Since the turn of the 20th century, Oregon has been more like two states.
Urban and rural. Inner and outer. In support of workplace regulations and against them. Against Prohibition and in support of it.
These "very real differences" have existed between the two sides since the beginning, said Gail Achterman, a state transportation commission member, a member of Northwest Environmental Watch and the first director of the Institute of Natural Resources at Oregon State University, who spoke at Monday's Columbia Forum in Astoria.
However, the urban-rural divide has changed, its boundary becoming increasingly blurry. And Oregonians have an opportunity - and an obligation - to continue forging connections across the state, building - and rebuilding - economies, she said.
"You break down the urban-rural divide, and you build communities that are the kind of communities that this place and these people deserve," Achterman said, "by thinking about cooperation and community, and how you can sustain that over time in a way that nurtures people."
It's a process made difficult by the divisions that have persisted across the state, which are visible in politics, education and poverty levels, she said. While by definition, most places in Oregon are urban with 2,500 or more people, Portland and other urban centers have much denser populations.
In the 1980s, the state underwent a dramatic shift, when "the state's economy was transformed from one that relies on natural resources" to one that relies on high-technology, knowledge-based industries in urban areas, she said, noting that to survive, traditional economies in outer regions must change.
"If rural Oregon was its own state, it would be the fourth-poorest state in the country," Achterman said.
Why does the separation matter? Achterman pointed to taxes and the overall tax system. While many people point to a divide, Oregon is very connected when it comes to its economies, she said.
The Portland region pays more in taxes than it receives for state services; whereas rural residents benefit from the economic vitality of urban areas, she said. Rural areas need metropolitan ones to thrive; urban centers "would benefit with someone to share the burden."

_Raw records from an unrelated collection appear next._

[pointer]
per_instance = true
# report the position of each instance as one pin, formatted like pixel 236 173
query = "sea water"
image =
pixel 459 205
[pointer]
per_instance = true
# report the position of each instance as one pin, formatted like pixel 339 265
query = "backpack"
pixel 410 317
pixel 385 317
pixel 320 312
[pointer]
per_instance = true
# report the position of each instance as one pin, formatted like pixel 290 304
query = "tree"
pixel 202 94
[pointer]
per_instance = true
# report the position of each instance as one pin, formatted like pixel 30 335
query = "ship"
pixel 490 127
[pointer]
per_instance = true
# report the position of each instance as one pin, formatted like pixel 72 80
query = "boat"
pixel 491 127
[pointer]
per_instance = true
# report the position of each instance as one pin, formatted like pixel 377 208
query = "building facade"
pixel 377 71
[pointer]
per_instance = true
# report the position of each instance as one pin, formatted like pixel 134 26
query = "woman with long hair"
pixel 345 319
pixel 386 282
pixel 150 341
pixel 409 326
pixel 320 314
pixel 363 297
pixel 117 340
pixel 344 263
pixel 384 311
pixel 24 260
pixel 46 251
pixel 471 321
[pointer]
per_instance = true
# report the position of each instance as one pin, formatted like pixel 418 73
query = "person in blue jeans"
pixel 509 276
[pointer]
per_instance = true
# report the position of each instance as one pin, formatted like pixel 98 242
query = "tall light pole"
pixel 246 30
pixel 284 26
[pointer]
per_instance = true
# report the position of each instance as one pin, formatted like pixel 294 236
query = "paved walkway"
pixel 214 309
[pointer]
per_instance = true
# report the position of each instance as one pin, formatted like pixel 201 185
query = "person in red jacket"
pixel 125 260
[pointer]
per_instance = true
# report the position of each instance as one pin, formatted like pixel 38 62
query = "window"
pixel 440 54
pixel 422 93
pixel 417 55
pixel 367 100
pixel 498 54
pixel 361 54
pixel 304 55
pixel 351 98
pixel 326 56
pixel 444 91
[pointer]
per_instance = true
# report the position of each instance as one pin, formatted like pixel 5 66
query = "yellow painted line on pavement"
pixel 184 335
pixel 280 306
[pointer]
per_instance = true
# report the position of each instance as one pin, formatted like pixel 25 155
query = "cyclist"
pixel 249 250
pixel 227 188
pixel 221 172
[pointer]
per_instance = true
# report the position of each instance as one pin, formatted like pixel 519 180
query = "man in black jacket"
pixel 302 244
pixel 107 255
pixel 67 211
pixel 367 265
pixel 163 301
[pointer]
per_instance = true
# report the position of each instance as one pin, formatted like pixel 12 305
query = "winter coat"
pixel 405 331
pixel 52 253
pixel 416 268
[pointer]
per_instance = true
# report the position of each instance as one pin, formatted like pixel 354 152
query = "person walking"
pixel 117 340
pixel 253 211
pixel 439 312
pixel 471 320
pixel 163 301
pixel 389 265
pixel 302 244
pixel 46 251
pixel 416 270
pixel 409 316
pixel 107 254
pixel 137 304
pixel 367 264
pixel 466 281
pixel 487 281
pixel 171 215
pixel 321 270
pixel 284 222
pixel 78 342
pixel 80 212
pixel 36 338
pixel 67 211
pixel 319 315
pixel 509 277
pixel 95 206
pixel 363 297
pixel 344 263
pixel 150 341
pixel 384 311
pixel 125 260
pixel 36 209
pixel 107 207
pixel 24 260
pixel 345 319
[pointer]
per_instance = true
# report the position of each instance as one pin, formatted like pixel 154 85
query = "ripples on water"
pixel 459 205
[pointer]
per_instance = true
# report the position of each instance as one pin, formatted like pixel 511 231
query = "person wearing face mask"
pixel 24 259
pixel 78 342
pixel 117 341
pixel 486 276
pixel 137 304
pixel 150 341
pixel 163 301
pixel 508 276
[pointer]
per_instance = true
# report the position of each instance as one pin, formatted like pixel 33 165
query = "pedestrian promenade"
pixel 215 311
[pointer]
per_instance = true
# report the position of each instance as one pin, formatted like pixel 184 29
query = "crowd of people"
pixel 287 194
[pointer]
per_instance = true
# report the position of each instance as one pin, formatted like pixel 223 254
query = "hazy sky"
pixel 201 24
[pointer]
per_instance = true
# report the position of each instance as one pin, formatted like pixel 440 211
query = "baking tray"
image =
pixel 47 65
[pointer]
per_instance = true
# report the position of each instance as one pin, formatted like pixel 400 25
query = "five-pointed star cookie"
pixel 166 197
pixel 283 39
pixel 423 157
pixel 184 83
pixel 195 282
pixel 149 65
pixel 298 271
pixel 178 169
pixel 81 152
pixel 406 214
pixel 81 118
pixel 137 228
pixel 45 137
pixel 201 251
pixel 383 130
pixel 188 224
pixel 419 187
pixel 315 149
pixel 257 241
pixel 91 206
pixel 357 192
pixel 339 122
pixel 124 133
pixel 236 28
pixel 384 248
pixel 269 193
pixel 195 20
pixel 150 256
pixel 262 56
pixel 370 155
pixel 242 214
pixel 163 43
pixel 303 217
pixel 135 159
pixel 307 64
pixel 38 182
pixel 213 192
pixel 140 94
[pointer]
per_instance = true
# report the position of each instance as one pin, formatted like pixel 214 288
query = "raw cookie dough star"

And beyond that, it's a civic duty of citizens as stewards of the state "to build links across the state that will make Oregon whole and thriving," she said.
Some people are already helping make that happen, she said, noting that companies can form cross-state relationships, state leaders can help and local communities can decommodify products and create high-quality, sought-after brands - much like the local seafood initiative.
But connections aren't just about products, she said, answering a question from Patrick Corcoran, an educator with Oregon Sea Grant, which develops research, outreach and education programs to help people understand the marine, geologic, social and economic forces that shape the region and to help conserve its resources.
Astoria's Corcoran voiced concerns that "place strategies" receive more attention than "people strategies," which would lead people in Clatsop County to ask, "What are people's skill mixes today, what do they need to be and how do we close that gap?" he said.
"I don't know where to go with that other than to raise people strategies on par with the sexier place strategy and investments," he said.
"When I talk to people who have lived on the land, who have lived in rural communities, who have worked hard all their lives, I find incredibly creative, innovative people," Achterman responded. "There's that story on Hurricane Katrina: The doctors and lawyers were worthless and the guy who ran the gas station was the hero of the community because he really knew how to do something."
While it's often easier to focus on "place strategies," which may be more easily measured, "Let's think about how we can learn from people and help them make their dreams realities, because they may have much better ideas than the rest of us," she said.
Facing mythic or real divisions and confronted with changing economies, some states have found success with their economic development strategies, Achterman said.
"We haven't been real strategic about our economic development strategy in this state for a long, long time," she said. "If you look at the states that have been the most successful in economic diversification and economic development in a positive way, most if not all of them have done it through a combination of investment in infrastructure and this linkage between industry clusters, where you have industries that have unique capacities ... and centers of excellence and research universities."
That's a strategy that the Oregon Innovation Council which she works with, wants to pursue.
But as many Oregon communities move toward tourism-based economies, Susan Spring of Gearhart wondered whether it was the right way to go. "Is that what tourism should look like?" she asked, questioning whether it would bring jobs.
"There are a lot of small businesses that without tourism wouldn't exist," Achterman said. "I think there are many communities throughout the Western United States that are dealing with this, and I don't think anybody's figured it out. I don't think there's a simple answer."
Still, she believes that Oregonians have the intelligence and cooperation to be stewards of the state.
"There is a divide, but it's not clear, it's not crisp," she said. "I think we can be worthy stewards of this place."